Improving thermal comfort in hot-arid Phoenix, Arizona courtyards: Exploring the cooling benefits of ground surface cover and shade

Courtyards possess unique geometric features that regulate sun exposure, wind, and humidity in hot climates. This study examines how surface materials and shading affect thermal comfort in courtyards in the hot-arid climate of Phoenix, Arizona, through human-biometeorological observations and microclimate modeling. Three courtyards on Arizona State University's main campus, varying in size, aspect ratio, surface cover, and landscape design, were selected as case studies. The thermal environment of these courtyards was first evaluated for a typical hot and dry summer day in June 2023 using the ENVI-met 5.0.1 microclimate model.
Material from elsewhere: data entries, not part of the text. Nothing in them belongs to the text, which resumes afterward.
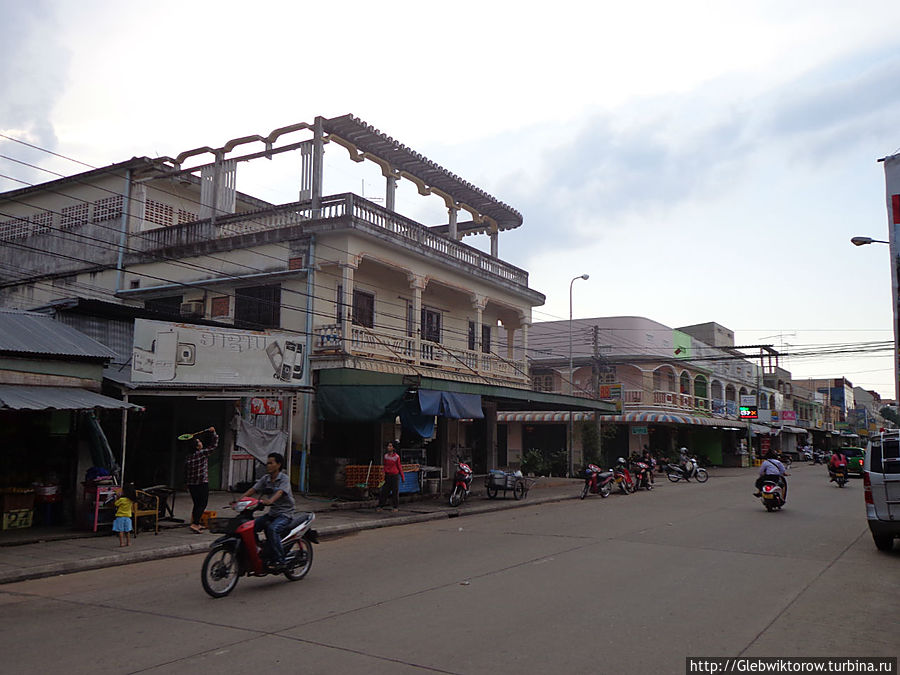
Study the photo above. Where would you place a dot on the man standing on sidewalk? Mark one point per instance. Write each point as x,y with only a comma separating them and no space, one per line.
393,474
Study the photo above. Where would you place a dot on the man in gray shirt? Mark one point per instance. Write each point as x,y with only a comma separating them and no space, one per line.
275,488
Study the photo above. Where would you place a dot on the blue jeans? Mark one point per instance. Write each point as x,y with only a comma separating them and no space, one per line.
274,527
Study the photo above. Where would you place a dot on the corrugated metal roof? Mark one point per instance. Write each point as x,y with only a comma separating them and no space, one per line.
31,333
14,397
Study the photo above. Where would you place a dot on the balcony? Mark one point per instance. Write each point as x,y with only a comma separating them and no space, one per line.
263,226
398,347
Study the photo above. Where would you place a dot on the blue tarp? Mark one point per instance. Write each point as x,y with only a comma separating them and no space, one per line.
452,405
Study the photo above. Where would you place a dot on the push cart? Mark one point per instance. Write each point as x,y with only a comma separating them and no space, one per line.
507,480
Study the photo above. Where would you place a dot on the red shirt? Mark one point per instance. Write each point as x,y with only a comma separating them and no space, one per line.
392,465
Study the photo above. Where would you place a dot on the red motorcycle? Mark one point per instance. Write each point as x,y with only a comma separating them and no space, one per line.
462,482
641,475
597,481
622,477
240,553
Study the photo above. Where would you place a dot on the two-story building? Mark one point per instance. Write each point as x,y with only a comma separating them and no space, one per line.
325,320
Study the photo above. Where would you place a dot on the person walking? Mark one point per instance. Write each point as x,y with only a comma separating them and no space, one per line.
393,475
124,510
196,470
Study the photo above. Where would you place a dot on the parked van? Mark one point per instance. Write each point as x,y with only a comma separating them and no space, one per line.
881,483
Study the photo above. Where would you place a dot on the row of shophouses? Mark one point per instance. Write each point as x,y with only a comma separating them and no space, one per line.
330,324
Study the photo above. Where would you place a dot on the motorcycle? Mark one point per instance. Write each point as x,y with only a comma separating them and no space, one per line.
597,481
772,495
622,477
641,472
676,472
239,551
839,476
462,482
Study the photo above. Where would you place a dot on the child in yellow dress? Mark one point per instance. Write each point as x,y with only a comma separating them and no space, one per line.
124,509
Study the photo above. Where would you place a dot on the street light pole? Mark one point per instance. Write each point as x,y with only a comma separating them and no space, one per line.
862,241
571,439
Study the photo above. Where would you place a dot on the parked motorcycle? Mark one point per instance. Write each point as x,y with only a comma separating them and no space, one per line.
839,476
622,477
641,471
462,483
772,495
239,551
677,472
597,481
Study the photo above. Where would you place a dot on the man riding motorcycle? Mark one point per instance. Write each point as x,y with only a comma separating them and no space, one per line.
838,461
771,469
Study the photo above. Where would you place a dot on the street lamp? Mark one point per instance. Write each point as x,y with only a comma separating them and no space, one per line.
862,241
571,439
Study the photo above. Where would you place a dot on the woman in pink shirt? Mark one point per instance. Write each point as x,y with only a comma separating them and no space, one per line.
393,474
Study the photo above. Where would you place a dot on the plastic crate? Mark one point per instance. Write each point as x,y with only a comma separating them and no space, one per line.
410,482
14,520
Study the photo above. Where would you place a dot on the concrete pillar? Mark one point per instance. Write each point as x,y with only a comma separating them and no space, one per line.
452,231
346,307
417,285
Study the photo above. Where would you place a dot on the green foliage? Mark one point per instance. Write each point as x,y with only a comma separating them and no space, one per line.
533,462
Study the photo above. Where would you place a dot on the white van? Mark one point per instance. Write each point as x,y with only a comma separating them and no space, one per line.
881,483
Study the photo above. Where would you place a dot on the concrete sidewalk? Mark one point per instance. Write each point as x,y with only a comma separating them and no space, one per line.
32,554
47,552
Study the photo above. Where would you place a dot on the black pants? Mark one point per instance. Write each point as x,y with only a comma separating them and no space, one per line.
768,477
391,488
200,495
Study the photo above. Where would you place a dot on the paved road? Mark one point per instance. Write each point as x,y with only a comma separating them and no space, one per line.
626,584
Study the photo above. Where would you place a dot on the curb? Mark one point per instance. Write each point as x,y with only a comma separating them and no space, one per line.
329,531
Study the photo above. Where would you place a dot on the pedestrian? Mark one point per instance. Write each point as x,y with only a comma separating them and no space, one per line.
196,469
393,475
124,510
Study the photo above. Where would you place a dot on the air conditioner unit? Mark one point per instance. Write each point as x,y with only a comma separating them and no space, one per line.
192,308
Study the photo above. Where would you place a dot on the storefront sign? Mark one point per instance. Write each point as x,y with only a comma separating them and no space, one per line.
180,353
265,406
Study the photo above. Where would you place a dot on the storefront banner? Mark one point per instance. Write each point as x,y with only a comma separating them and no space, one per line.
180,353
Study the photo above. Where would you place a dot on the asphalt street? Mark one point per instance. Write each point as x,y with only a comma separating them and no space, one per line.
628,584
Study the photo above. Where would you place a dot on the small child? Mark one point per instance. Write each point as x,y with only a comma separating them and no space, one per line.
124,509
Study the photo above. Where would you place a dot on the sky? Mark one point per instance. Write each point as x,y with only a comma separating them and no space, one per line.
701,161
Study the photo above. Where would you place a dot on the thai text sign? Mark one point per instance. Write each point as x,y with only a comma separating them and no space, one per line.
165,352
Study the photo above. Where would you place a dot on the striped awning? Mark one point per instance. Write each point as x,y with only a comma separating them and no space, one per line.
544,416
648,417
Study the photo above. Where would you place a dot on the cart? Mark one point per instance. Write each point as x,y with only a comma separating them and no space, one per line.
507,480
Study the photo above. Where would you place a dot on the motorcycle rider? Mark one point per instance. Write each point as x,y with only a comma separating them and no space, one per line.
275,487
771,468
838,461
685,463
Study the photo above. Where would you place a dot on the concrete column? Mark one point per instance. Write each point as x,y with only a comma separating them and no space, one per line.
346,307
490,433
452,211
417,285
318,164
390,192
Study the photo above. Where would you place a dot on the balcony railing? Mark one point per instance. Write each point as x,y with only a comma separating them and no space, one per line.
362,211
399,347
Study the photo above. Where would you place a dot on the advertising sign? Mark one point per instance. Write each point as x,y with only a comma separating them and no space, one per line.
892,183
166,352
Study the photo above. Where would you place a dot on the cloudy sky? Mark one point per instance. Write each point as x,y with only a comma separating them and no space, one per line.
702,161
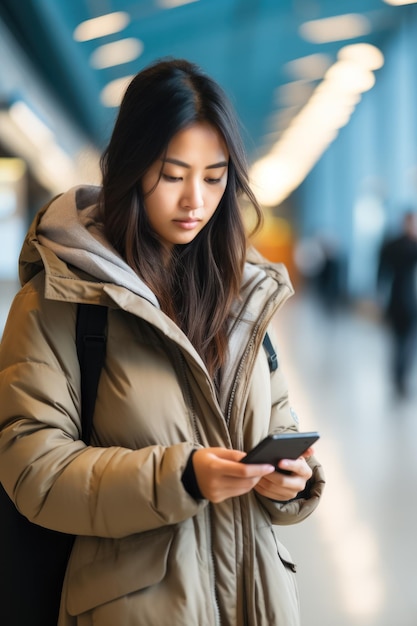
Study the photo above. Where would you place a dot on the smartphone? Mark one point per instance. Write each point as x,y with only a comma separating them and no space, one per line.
281,446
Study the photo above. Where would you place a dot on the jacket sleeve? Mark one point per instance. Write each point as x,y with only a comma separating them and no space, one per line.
52,476
284,418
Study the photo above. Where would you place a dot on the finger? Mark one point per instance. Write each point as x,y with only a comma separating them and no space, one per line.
297,467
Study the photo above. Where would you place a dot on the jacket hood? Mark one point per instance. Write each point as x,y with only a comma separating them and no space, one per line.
69,226
67,237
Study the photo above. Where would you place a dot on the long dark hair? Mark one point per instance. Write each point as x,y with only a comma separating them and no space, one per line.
205,275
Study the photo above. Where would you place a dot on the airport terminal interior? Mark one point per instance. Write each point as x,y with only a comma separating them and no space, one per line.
327,94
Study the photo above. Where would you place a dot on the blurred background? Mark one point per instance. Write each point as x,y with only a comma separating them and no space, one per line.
326,92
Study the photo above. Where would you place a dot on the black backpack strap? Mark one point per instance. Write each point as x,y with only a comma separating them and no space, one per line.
91,352
271,354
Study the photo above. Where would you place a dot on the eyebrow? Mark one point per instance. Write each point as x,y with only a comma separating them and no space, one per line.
182,164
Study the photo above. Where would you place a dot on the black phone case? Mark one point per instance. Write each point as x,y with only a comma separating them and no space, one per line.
280,446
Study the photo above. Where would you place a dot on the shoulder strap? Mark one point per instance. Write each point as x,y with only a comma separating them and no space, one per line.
271,354
91,352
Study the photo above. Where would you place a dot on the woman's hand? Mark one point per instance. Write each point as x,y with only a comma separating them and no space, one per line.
278,486
220,475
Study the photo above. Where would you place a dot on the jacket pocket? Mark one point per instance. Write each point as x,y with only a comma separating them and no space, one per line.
136,563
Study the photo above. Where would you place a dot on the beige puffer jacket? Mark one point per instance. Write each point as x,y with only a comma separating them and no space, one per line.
147,553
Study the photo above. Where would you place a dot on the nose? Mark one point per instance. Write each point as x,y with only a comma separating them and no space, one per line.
193,196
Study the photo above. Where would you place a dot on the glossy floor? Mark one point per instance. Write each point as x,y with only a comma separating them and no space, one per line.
357,554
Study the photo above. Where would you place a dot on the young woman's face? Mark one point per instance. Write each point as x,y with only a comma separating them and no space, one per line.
192,183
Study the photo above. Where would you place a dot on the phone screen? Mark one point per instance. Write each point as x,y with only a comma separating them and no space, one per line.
281,446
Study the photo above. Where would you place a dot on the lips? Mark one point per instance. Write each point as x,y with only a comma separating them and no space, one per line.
187,224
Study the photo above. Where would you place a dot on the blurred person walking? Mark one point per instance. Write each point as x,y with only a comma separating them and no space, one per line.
397,279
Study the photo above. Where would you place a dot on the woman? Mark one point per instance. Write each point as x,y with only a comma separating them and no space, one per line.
171,527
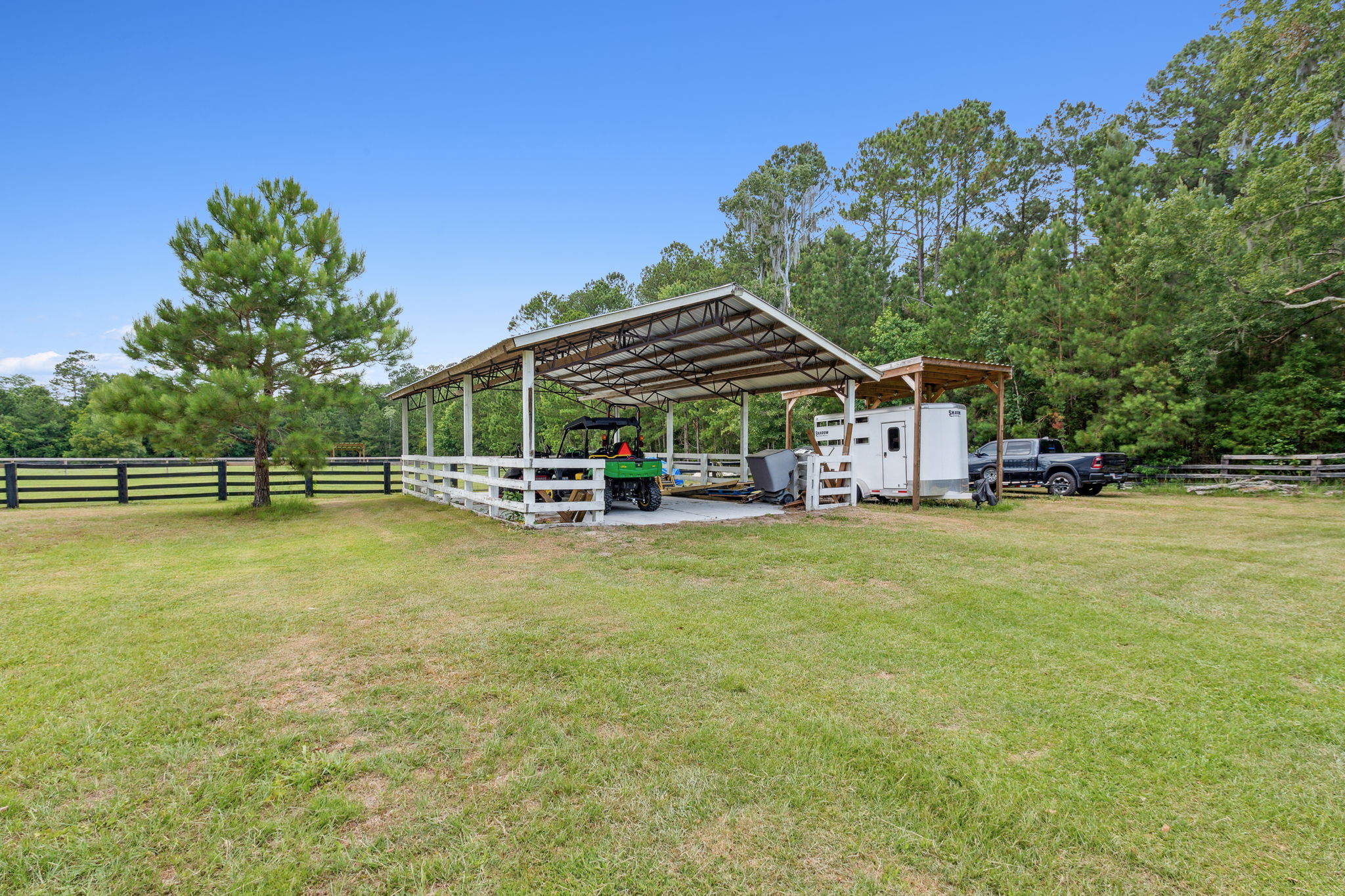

On-site measurements of key microclimatic variables, including air temperature (Ta), relative humidity (RH), wind speed (WS), and mean radiant temperature (MRT), were collected using the MaRTy platform to validate the model. Three scenario groups were then developed: the first tested various surface materials (concrete, grass, and water), the second assessed the impact of shade-sail coverage, and the third explored the impact of 3D vegetation configurations (central and bordered planting). In total, 24 scenarios were evaluated based on their effects on thermal comfort, using MRT and Physiological Equivalent Temperature (PET) as key metrics. Statistical analyses, including ANOVA and Tukey's HSD tests, were conducted to compare the spatial differences in thermal exposure and comfort across the scenarios. Additionally, hotspot analysis identified the courtyards most affected by MRT changes. The findings show that shading was the most effective intervention for enhancing thermal comfort, reducing MRT by up to 10 °C and PET by 2–3 °C during peak hours (14:00 h). Surface materials also played a significant role, with grass cover lowering MRT, while water surfaces, though increasing MRT slightly, improved PET by raising humidity. Vegetation, especially in bordered configurations, enhanced airflow, and improved comfort, proving a promising strategy for optimizing courtyard design.